# Apache Beam - Error Handling
When we write a Beam flow, errors can occur.  We need to handle those errors.  In this notebook we will look at various ways we can handle this.

In [1]:
%%loadFromPOM

<dependency>
  <groupId>org.apache.beam</groupId>
  <artifactId>beam-sdks-java-core</artifactId>
  <version>2.40.0</version>
</dependency>

<dependency>
  <groupId>org.apache.beam</groupId>
  <artifactId>beam-runners-direct-java</artifactId>
  <version>2.40.0</version>
  <scope>runtime</scope>
</dependency>

<dependency>
  <groupId>org.slf4j</groupId>
  <artifactId>slf4j-api</artifactId>
  <version>2.0.6</version>
</dependency>

Next we define our imports required for execution.

In [2]:
import java.util.Arrays;
import java.util.List;

import org.apache.beam.sdk.Pipeline;
import org.apache.beam.sdk.options.Default;
import org.apache.beam.sdk.options.Description;
import org.apache.beam.sdk.options.PipelineOptionsFactory;
import org.apache.beam.sdk.options.PipelineOptions;
import org.apache.beam.sdk.options.StreamingOptions;
import org.apache.beam.sdk.transforms.Create;
import org.apache.beam.sdk.values.PCollection;
import org.apache.beam.sdk.transforms.DoFn;
import org.apache.beam.sdk.transforms.ParDo;
import org.apache.beam.sdk.values.TupleTag;
import org.apache.beam.sdk.values.TupleTagList;

String args[] = new String[] {};
var options = PipelineOptionsFactory.fromArgs(args).withValidation().create();

Now we define our DoFn that is going to be executed once per element.  In this example, we simply write the output to the output stream (console).

In [3]:
public class Person implements Serializable {
  private String name;
  private int age;
  
  public Person(String name, int age) {
    this.name = name;
    this.age = age;
  }
  public String getName() {
    return name;
  }
  public int getAge() {
    return age;
  }
  
  public String toString() {
    return "Name: " + name + ", Age: " + age;
  }
} // End of Person

public class PersonToUpperDoFn extends DoFn<Person, Person>  {
  @ProcessElement
  public void processElement(@Element Person person, OutputReceiver<Person> out) {
    out.output(new Person(person.getName().toUpperCase(), person.getAge()));
  }
} // End of PersonToUpperDoFn

Finally, we run the pipeline and see the output:

In [4]:
public class LoggingDoFn<T> extends DoFn<T, T>  {
  @ProcessElement
  public void processElement(@Element T element, OutputReceiver<T> out) {
    System.out.println(element);
    out.output(element);
  }
} // End of LoggingDoFn

var pipeline = Pipeline.create(options);
pipeline
  .apply("Create elements", Create.of(
    new Person("Neil", 41),
    new Person("John", 99)
  ))
  .apply("Calculate Fractions",ParDo.of(new PersonToUpperDoFn()))
  .apply("Print elements",ParDo.of(new LoggingDoFn<>()));
pipeline.run().waitUntilFinish();

Name: JOHN, Age: 99
Name: NEIL, Age: 41


DONE

Now let's run it again ... but this time it will fail.  Can you see why?

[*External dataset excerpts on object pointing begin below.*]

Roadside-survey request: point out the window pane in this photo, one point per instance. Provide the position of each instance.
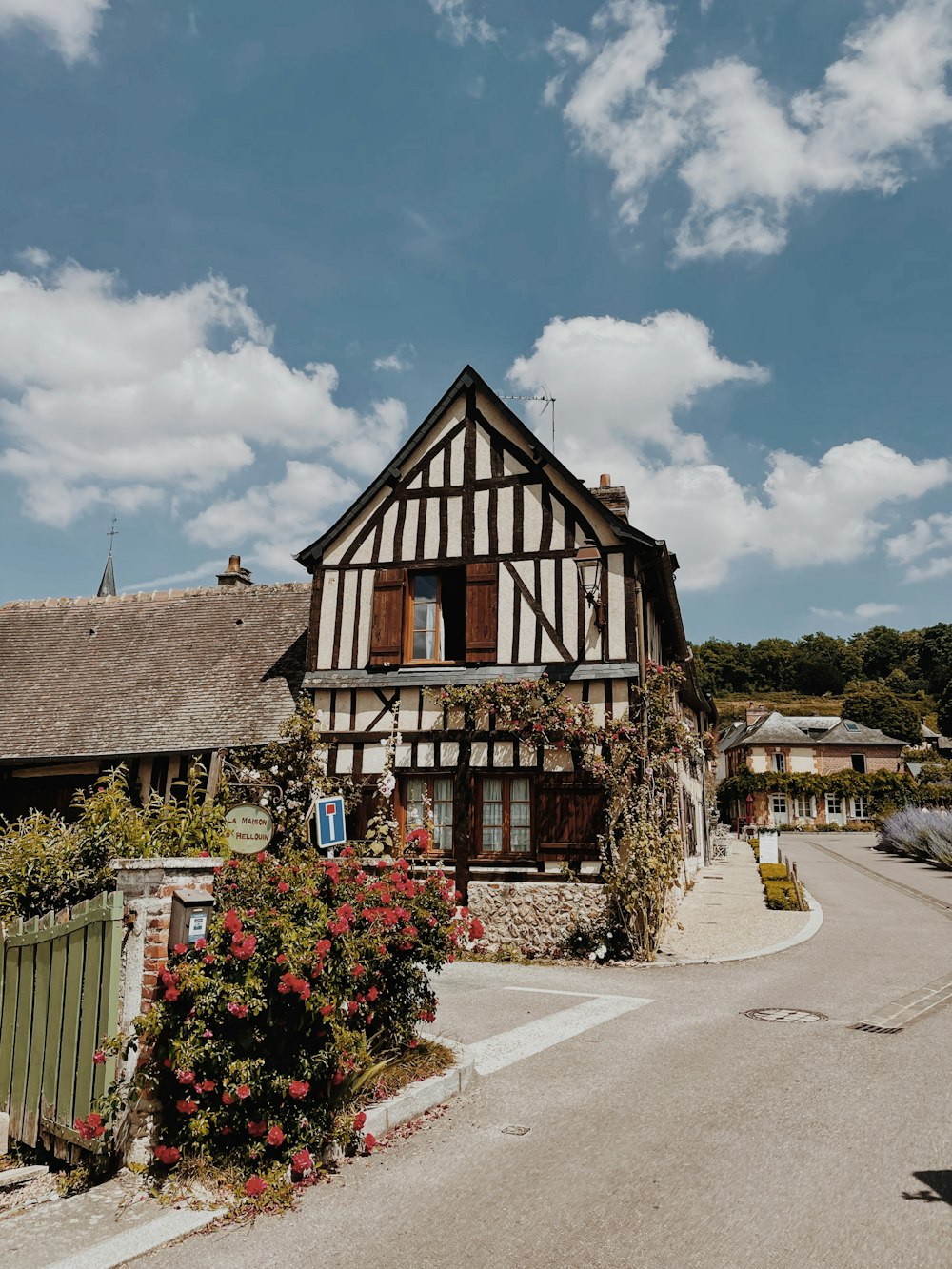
(423, 644)
(520, 839)
(520, 812)
(491, 839)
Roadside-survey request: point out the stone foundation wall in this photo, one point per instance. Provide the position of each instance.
(533, 918)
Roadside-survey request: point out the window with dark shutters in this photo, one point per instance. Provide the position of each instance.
(482, 605)
(387, 618)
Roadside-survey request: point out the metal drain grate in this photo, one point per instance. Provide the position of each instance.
(786, 1016)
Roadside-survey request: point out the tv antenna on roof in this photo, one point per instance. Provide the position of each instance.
(547, 401)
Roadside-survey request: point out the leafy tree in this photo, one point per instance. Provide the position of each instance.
(825, 663)
(772, 664)
(936, 656)
(875, 705)
(882, 651)
(946, 711)
(724, 666)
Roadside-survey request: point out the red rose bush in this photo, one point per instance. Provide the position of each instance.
(308, 978)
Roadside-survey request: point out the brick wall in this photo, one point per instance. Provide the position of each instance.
(838, 758)
(148, 887)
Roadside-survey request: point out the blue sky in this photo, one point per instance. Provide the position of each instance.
(246, 248)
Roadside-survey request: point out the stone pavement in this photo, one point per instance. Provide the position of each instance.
(724, 917)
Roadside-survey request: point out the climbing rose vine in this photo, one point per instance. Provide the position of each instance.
(636, 761)
(310, 976)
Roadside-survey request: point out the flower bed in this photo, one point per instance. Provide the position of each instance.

If we look, we are creating a `Person` using the parameters of `null` and `22`.  We have supplied a `null` value for the person's name and in the `PersonToUpperDoFn`, we are invoking `toUpperCase()` on the string value of the name.  We can't invoke methods on a `null` object or we will get a `NullPointerException`.

In [5]:
var pipeline = Pipeline.create(options);
pipeline
  .apply("Create elements", Create.of(
    new Person("Neil", 41),
    new Person(null, 22),
    new Person("John", 99)
  ))
  .apply("Calculate Upper of Names",ParDo.of(new PersonToUpperDoFn()))
  .apply("Print elements",ParDo.of(new LoggingDoFn<>()));
pipeline.run().waitUntilFinish();

EvalException: java.lang.NullPointerException

One solution is to catch the error (exception).  Once caught, we *could* silently ignore it but that obviously isn't good.  Instead, what we will do is catch the error and return as part of the pipeline.  This now implies that when we execute a PTransform that could fail, we now have two outputs ... one output is the PCollection of "good" results and a second output (again a PCollection) of caught errors.  This error PCollection can be sent to a *dead letter queue* or some other persistent storage for subsequent correction.

In [6]:
public class Error implements Serializable {
  private Object element;
  private Exception ex;
  
  public Error(Object element, Exception ex) {
    this.element = element;
    this.ex = ex;
  }
  
  public String toString() {
    return "Error: " + ex.toString() + ", element: " + element;
  }
} // End of Error

public class PersonToUpperDoFn extends DoFn<Person, Person>  {
  public final static TupleTag<Person> normalTag = new TupleTag<Person>(){};
  public final static TupleTag<Error> errorTag = new TupleTag<Error>(){};  
  @ProcessElement
  public void processElement(@Element Person person, MultiOutputReceiver outputReceivers) {
    try {
      outputReceivers.get(normalTag).output(new Person(person.getName().toUpperCase(), person.getAge()));
    }
    catch(Exception e) {
      //e.printStackTrace();
      outputReceivers.get(errorTag).output(new Error(person, e));
    }   
  } // End of processElement
} // End of PersonToUpperDoFn

var pipeline = Pipeline.create(options);
var multi = pipeline
  .apply("Create elements", Create.of(
    new Person("Neil", 41),
    new Person(null, 22),
    new Person("John", 99)
  ))
  .apply("Calculate Upper of Names",ParDo.of(new PersonToUpperDoFn())
    .withOutputTags(PersonToUpperDoFn.normalTag, TupleTagList.of(PersonToUpperDoFn.errorTag)));

// Handle the normal (non error) output of the data
multi.get(PersonToUpperDoFn.normalTag)
  .apply("Print elements",ParDo.of(new LoggingDoFn<>()));

// Here we do error handling ...
multi.get(PersonToUpperDoFn.errorTag)
  .apply("Print elements",ParDo.of(new LoggingDoFn<>()));  

pipeline.run().waitUntilFinish();

Name: NEIL, Age: 41
Name: JOHN, Age: 99
Error: java.lang.NullPointerException, element: Name: null, Age: 22


DONE